Ein Traum der Welt: Marktzugang

Nr. 17 –

Annette Hug lernt chinesische Namen für Schweizer Firmen

Dass die Firma Schindler kurz nach der Kulturrevolution begann, in China zu produzieren, war sicher ein Glücksfall für das Unternehmen. In der Volksrepublik wuchsen Millionenstädte in die Höhe, die Menschen brauchten Aufzüge. In dieser Pionierzeit Anfang der achtziger Jahre muss jemand den Schriftzug 迅达, «xun da», bestimmt haben, was «schüen da» ausgesprochen wird – ein Versuch, den Klang von «Schin-dler» nachzuempfinden. Die zwei Zeichen sind aber so gewählt, dass sie auch einen Sinn ergeben: «geschwind ankommen»! Die Vorstellung, mit Hochgeschwindigkeit in die 23. Etage zu sausen, ist viel weniger unheimlich, als im 17. Stock festzusitzen.

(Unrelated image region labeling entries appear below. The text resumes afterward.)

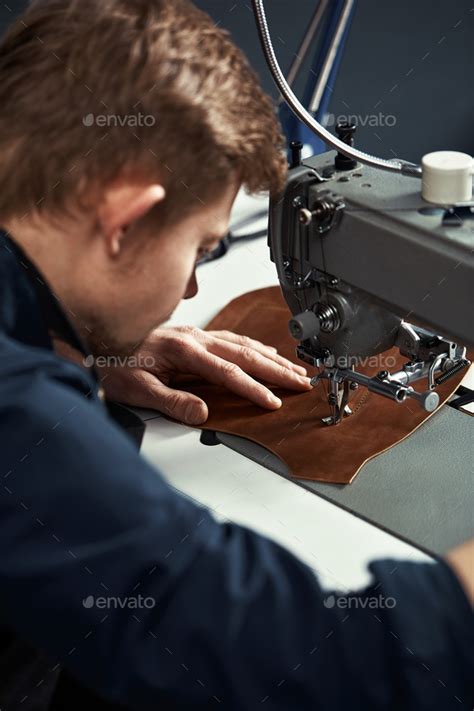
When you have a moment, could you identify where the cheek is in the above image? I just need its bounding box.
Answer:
[149,247,195,308]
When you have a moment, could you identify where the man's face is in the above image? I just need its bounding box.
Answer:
[82,178,238,355]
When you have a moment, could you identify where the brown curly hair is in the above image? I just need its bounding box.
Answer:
[0,0,286,221]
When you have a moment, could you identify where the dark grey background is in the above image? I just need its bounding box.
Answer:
[0,0,474,161]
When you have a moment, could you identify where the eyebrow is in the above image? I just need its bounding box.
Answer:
[203,229,229,249]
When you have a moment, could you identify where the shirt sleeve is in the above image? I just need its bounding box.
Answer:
[0,374,474,711]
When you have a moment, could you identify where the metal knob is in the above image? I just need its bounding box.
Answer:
[288,311,321,341]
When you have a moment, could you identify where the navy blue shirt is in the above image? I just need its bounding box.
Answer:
[0,235,474,711]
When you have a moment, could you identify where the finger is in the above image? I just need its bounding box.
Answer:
[189,350,282,410]
[206,331,308,382]
[113,370,209,425]
[151,378,209,425]
[204,339,312,391]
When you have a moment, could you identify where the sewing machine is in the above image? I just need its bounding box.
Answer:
[269,143,474,424]
[248,0,474,425]
[189,0,474,553]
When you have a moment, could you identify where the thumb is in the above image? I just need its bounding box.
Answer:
[151,380,209,425]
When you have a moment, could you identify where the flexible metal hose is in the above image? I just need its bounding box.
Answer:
[252,0,421,178]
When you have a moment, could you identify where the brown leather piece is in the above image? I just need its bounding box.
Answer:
[169,287,472,484]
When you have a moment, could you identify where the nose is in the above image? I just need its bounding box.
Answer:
[183,270,199,299]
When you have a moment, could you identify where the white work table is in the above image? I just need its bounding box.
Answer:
[140,196,428,591]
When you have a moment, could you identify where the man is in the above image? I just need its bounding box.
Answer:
[0,0,474,711]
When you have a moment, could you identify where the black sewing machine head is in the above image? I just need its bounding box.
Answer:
[269,145,474,424]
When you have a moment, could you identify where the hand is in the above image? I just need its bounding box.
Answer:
[100,326,312,425]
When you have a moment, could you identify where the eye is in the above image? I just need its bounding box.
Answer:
[197,247,211,261]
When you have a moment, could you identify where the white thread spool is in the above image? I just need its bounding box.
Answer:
[421,151,474,205]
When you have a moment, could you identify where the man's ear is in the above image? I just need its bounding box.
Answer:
[97,183,166,257]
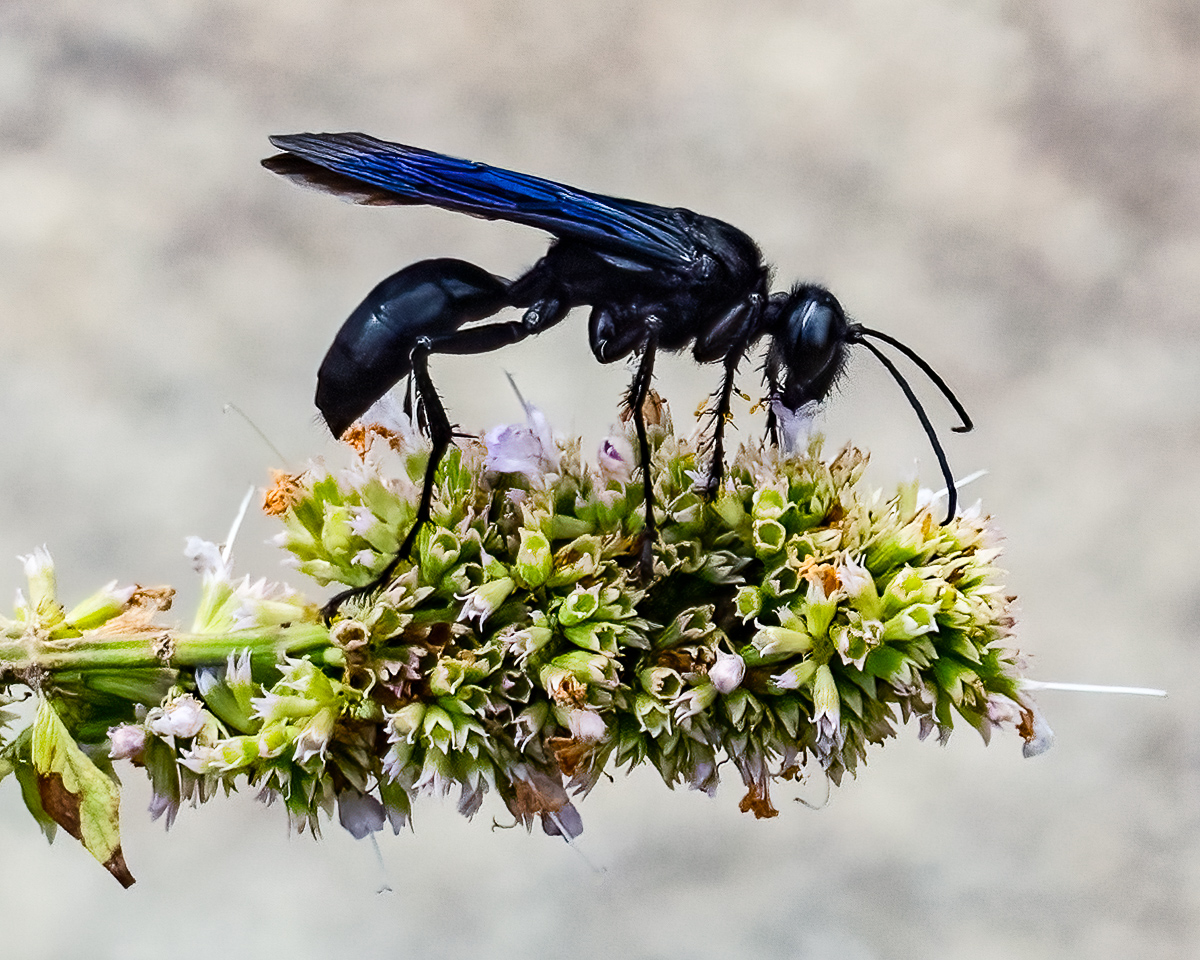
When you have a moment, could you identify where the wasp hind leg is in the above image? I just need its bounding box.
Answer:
[629,334,658,583]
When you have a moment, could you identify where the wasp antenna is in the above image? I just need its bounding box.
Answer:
[858,326,974,433]
[858,331,955,524]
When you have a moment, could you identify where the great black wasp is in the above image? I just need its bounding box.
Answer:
[263,133,971,606]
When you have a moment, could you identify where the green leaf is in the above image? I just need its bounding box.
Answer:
[30,698,133,887]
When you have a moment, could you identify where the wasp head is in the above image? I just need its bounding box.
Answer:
[766,283,852,410]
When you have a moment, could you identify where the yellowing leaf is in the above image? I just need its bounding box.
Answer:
[30,698,133,887]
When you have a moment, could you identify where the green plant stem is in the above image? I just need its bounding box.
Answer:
[0,623,333,682]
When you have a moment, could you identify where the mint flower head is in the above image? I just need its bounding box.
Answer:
[0,393,1050,883]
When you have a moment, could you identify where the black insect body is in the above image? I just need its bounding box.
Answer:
[263,133,971,604]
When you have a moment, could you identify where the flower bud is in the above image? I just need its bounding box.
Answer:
[458,577,517,629]
[514,527,554,590]
[67,580,137,630]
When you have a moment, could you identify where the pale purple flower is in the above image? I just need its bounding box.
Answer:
[184,536,230,580]
[770,397,818,454]
[566,710,607,743]
[708,650,746,694]
[484,424,548,480]
[146,694,208,739]
[596,434,634,484]
[337,790,385,840]
[108,724,146,761]
[812,664,842,768]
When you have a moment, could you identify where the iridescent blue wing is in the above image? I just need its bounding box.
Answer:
[263,133,700,266]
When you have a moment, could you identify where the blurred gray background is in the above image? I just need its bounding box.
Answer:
[0,0,1200,960]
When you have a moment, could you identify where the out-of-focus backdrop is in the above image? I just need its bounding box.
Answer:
[0,0,1200,960]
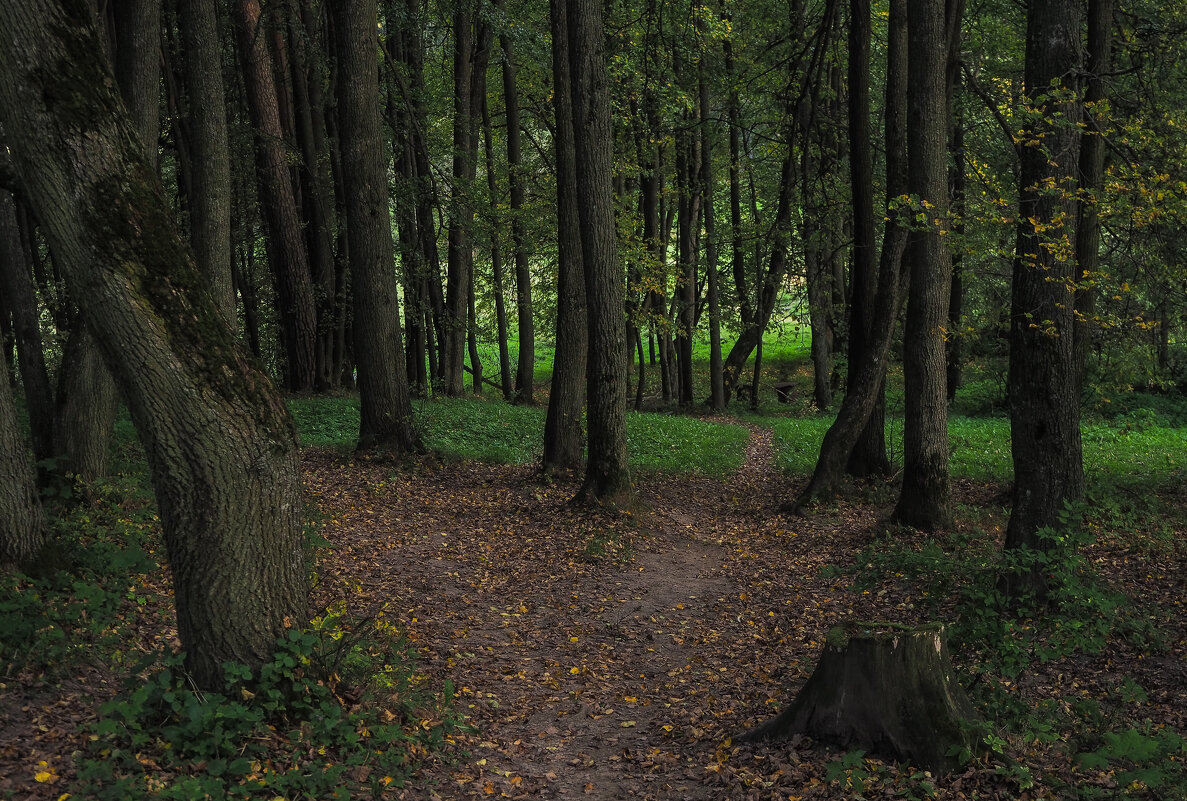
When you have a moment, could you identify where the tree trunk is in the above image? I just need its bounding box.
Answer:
[178,0,239,328]
[331,0,418,454]
[0,0,307,689]
[1074,0,1113,399]
[0,190,55,469]
[783,0,908,511]
[442,2,476,398]
[482,97,515,402]
[737,623,979,773]
[233,0,317,392]
[553,0,634,504]
[894,0,952,530]
[699,67,725,412]
[542,0,589,472]
[284,0,337,389]
[0,322,45,570]
[845,0,892,477]
[499,21,535,405]
[1003,0,1084,600]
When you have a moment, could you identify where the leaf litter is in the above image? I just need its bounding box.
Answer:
[0,427,1187,801]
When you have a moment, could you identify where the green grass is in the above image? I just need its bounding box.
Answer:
[288,395,748,476]
[766,408,1187,489]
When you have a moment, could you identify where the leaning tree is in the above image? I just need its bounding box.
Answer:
[0,0,307,688]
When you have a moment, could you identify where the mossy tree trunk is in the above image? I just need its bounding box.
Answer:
[738,623,977,773]
[542,0,589,472]
[0,0,307,688]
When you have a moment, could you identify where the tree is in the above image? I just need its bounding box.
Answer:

Da chinesische Schriftzeichen hauptsächlich eine Bedeutung abbilden und nur nachrangig einen Laut, eröffnen sie eine doppelte Ebene für Wortspiele. Das macht auch den ZensorInnen zu schaffen. Vor einem Jahr ging der Hashtag #ricebunnyinchina um die Welt, zu Deutsch «Reishase in China», was darauf anspielte, dass das Zeichen für Reis auf Mandarin «mi» ausgesprochen wird und das Zeichen für Hase «tu» – in englischer Schreibweise ist das dann #MeToo. Als den Behörden die Nachrichten über Universitätsprofessoren, die für gute Noten auch sexuelle Dienste verlangt hatten, zu weit gegangen waren, wurde der ursprüngliche Hashtag zensuriert, und das Versteckspiel begann.

Das Hin und Her zwischen Laut und Bedeutung kam aber schon zum Zug, als die Namen ferner Länder geprägt wurden. Die chinesischen Wörter bildeten einen Laut nach und schufen gleichzeitig eine möglichst freundliche Bedeutung. So wurde Frankreich das Land des Rechts (法国, «fa guo») und die USA das schöne Land (美国, «mei guo»), was hübsche Auswirkungen auf spätere Schmähreden hatte: «Schönländische Imperialisten!»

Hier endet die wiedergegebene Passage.